Supreme Court Nominee Involved in Playboy Case

Matt O'Conner
WASHINGTON — Conservative lobbying group Public Advocate has withdrawn its support for Supreme Court nominee John Roberts, in part because it has recently come to light that Roberts once worked on behalf of Playboy Entertainment Group.

While a partner at the firm of Hogan and Hartson, Roberts helped prepare Playboy’s lead counsel for a 1999 Supreme Court challenge to the Telecommunications Act of 1996, which required cable TV operators to scramble sexually explicit content and restrict such programming to hours when children were unlikely to view it.

Playboy won the case by a vote of 5-4.

According to a communications industry trade journal, Roberts also represented Playboy in a meeting with the U.S. Solicitor General’s office.

Robert Corn-Revere, lead counsel in the Playboy case, warned against speculation regarding Roberts involvement with the case because he was just doing his job. “He was being a professional, and he was helping out colleagues,” Corn-Revere said.

But some conservatives are now second-guessing President Bush’s decision to nominate Roberts. They say Roberts should have acted on principle and refused to work on behalf of the adult entertainment industry.
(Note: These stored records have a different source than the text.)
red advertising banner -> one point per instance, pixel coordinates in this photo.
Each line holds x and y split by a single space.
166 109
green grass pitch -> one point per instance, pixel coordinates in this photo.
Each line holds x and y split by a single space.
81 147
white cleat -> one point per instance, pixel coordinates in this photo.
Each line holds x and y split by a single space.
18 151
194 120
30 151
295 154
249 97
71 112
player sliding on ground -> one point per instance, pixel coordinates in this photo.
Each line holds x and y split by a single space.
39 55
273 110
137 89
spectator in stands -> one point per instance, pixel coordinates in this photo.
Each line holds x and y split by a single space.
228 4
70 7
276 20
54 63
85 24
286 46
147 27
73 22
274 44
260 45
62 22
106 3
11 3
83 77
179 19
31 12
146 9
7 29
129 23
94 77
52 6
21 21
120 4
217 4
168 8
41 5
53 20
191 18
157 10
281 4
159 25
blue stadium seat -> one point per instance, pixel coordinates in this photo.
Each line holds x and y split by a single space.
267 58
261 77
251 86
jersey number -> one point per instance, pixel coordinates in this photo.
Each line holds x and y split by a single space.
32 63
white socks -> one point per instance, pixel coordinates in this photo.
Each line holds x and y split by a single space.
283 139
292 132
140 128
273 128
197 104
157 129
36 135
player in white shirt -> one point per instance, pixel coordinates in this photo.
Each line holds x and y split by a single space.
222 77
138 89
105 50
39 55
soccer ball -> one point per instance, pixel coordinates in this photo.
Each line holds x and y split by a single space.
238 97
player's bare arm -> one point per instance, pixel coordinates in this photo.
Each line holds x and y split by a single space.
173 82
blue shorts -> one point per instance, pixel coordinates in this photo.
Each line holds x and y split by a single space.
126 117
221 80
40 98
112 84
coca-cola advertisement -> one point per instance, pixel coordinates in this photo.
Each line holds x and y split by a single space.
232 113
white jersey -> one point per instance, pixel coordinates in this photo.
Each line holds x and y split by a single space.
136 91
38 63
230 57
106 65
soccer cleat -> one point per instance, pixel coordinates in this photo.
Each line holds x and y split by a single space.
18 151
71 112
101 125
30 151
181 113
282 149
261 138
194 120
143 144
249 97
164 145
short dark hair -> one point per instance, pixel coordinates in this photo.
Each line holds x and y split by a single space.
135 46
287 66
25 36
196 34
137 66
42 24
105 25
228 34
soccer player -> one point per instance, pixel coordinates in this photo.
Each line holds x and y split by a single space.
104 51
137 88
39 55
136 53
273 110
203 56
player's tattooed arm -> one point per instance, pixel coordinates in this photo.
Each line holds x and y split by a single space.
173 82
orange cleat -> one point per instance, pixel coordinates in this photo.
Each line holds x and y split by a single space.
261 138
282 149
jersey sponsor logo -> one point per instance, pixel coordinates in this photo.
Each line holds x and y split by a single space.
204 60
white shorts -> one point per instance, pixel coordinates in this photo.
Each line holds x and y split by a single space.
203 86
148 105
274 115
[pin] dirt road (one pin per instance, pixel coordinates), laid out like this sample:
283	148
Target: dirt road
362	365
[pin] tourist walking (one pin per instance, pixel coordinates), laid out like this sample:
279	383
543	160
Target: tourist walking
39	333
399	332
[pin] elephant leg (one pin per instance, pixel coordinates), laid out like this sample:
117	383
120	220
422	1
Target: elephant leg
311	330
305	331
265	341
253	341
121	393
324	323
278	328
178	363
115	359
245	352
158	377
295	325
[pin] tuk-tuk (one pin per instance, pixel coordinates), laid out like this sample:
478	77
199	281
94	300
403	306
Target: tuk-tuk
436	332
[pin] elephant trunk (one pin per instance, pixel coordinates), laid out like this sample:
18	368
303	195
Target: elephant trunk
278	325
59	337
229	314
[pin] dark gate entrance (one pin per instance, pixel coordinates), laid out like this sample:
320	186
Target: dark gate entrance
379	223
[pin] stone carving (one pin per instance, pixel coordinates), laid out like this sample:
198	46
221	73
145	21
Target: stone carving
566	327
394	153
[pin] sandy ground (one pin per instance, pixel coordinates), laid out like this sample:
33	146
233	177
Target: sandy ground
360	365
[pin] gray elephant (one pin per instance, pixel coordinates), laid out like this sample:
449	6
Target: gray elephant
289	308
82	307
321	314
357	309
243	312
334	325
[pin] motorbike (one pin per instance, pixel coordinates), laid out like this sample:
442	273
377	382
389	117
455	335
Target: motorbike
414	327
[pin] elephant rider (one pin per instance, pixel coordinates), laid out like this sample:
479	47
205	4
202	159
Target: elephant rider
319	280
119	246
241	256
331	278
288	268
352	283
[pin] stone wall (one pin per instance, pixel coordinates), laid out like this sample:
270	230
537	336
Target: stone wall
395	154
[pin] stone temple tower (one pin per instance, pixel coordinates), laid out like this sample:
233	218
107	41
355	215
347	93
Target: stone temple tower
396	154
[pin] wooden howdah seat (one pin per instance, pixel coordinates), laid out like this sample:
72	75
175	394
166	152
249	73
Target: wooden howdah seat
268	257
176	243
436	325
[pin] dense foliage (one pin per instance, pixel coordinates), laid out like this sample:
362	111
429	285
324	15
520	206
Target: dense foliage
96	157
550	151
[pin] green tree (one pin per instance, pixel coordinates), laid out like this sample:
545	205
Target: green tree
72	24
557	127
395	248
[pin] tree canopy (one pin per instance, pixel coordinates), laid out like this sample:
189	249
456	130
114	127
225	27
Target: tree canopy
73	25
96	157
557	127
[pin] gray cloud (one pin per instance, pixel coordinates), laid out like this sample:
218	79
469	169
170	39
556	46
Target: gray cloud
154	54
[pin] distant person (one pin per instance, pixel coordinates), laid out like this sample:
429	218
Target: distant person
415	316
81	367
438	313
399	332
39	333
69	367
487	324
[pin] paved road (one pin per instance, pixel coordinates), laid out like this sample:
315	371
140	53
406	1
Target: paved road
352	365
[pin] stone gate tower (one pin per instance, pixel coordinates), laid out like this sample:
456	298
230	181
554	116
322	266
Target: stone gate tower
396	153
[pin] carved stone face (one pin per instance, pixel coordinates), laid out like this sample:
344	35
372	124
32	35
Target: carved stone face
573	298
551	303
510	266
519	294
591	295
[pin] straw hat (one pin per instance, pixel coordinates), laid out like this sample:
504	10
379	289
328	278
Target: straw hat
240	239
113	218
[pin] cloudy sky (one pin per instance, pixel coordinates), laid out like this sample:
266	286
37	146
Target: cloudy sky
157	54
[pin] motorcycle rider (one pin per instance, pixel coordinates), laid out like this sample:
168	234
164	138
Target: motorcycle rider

“John Roberts was a senior partner [and] did not have to take these cases,” Patrick Mahoney, director of the Christian Defense Coalition, said. “If John Roberts volunteered to take these cases, then this is very, very disturbing. It goes to core values. Would there be any cases Judge Roberts wouldn’t take?”

Public Advocate President Eugene Delgaudio said conservatives should be outraged that Roberts has “worked for the political opposition.”

“Do we really think, as conservatives, the stampede toward pornography and gay rights is the right thing?” he asked.